MEHR MUSS ES GAR NICHT SEIN

Sie ist nicht einmal acht Jahre alt. Sie ist wütend. Auf sich, weil sie ihn geschlagen hat. So, dass seine Nase blutet. Auf ihn ist sie auch wütend, weil er eine Nase hat, die so schnell zu bluten anfängt. Ihre Nase hat noch nie geblutet. Was ist denn nur mit den aktuellen Nasen der Jungs los, dass die gleich zu bluten anfangen, sobald ein kleines Kind mit ihrer wutgeladenen Faust ihm in die Mitte des Gesichts haut.

Auch ist sie wütend, weil sie gezwungen wird, sich bei ihm zu entschuldigen, weil das ist es, was die Gesellschaft von ihr erwartet. Jedenfalls in diesem Moment. Dabei hat sie doch keine Ahnung, wer sie überhaupt ist, diese Gesellschaft. Sie und ihre Regeln.

„Diese Regeln, die Du lernen musst, um im Leben zu bestehen“, sagen die Großen.

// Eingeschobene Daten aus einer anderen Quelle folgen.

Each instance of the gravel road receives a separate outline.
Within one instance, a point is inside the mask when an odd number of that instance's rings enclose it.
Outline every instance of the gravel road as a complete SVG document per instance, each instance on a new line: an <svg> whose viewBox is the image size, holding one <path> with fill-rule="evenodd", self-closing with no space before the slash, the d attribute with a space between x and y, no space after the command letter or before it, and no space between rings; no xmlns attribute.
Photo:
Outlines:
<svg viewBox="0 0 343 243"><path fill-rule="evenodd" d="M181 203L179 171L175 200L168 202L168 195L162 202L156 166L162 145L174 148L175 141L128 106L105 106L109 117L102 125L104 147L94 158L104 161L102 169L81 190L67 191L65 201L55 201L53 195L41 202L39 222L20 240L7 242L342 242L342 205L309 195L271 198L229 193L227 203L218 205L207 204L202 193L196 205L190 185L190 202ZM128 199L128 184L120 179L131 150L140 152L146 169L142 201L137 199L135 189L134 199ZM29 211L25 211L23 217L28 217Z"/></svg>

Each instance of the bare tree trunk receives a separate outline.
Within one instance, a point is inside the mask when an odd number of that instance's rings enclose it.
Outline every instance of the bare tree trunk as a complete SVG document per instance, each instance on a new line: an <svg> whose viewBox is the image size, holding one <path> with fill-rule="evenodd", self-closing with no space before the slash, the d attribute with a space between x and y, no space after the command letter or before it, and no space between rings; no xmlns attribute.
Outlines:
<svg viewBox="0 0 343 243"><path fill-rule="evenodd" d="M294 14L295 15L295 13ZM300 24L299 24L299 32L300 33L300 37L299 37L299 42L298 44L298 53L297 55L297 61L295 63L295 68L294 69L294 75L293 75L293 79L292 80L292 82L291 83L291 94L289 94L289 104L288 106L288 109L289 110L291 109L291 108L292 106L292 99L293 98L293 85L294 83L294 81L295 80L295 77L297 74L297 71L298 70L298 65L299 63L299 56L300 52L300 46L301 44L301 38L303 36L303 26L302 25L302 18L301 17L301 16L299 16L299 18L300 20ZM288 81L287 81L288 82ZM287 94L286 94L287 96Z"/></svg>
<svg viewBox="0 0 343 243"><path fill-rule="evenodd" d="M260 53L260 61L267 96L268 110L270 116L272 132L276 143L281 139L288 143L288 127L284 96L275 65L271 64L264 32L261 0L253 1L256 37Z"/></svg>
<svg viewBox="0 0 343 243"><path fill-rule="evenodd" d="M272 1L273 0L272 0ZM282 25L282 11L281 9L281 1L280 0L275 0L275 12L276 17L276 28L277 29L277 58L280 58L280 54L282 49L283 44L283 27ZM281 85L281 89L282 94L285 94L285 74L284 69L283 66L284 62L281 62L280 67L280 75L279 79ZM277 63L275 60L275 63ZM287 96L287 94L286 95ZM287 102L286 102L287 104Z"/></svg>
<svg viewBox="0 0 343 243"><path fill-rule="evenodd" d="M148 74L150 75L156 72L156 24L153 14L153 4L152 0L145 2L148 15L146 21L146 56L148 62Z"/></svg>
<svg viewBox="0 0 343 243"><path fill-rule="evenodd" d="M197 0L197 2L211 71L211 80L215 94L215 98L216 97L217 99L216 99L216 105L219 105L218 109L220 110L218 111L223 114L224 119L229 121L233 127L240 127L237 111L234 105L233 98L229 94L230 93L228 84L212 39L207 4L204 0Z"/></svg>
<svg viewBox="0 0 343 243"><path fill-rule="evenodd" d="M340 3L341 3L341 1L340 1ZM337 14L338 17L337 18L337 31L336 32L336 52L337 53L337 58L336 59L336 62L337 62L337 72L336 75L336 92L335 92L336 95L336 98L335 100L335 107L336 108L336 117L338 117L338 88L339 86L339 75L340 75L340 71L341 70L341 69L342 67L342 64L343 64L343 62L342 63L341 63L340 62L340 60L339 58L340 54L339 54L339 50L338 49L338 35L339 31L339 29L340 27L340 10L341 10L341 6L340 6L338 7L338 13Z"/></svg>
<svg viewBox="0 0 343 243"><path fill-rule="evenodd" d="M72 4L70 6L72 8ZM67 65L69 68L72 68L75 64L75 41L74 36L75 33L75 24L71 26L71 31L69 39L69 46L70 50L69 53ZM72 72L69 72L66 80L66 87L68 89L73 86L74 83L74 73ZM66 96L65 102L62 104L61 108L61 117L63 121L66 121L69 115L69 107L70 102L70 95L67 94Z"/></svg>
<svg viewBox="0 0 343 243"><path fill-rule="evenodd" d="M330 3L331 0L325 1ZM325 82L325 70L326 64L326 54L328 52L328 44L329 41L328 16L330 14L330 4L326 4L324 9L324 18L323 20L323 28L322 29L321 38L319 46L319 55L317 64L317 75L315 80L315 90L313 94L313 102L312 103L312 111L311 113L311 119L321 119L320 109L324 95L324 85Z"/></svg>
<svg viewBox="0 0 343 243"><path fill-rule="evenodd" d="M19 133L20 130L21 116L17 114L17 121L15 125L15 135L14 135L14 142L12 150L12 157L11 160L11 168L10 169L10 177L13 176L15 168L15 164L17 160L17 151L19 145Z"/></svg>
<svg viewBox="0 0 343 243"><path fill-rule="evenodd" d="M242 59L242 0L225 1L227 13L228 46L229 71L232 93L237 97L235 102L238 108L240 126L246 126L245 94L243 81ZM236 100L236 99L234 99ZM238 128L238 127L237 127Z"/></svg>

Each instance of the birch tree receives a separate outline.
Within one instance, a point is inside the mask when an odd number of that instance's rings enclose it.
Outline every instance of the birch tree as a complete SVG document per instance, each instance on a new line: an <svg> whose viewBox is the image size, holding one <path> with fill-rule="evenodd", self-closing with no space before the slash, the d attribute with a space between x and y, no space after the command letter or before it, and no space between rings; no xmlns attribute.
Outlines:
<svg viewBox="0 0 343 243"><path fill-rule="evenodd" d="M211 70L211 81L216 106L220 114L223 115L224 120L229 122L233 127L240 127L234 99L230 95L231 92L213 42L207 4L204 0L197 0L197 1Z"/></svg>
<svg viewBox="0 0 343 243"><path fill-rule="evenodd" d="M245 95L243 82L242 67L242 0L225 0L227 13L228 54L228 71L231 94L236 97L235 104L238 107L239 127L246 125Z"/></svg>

Und das besteht nur, wer die Schule abschließt und dann einen Jobvertrag unterschreibt. Irgendwann mal. Mehr muss es gar nicht sein.

Sie weiß nicht einmal, warum sie ihn geschlagen hat. Er hat ja wirklich nichts getan. Obwohl, sie nimmt an, dass er ihr die Zunge rausgestreckt hätte, hätte sie in seine Richtung geschaut. Jungs schauen immer so doof. Hat sie aber nicht. Hat er also auch nicht.

Fest steht: Nach einem ungerechtfertigten Schlag auf die Nase muss sich entschuldigt werden. Ein Schlag auf die Nase, das weiß sie auch, ist nie gerechtfertigt. Unsere Gesellschaft hat sich nämlich darauf geeinigt, dass Gewalt schlecht ist. Mit der Folge, dass, wenn eine Person doch Gewalt auf andere ausübt, sie die Verantwortung übernehmen muss. Heute ist sie mal wieder die Verantwortliche.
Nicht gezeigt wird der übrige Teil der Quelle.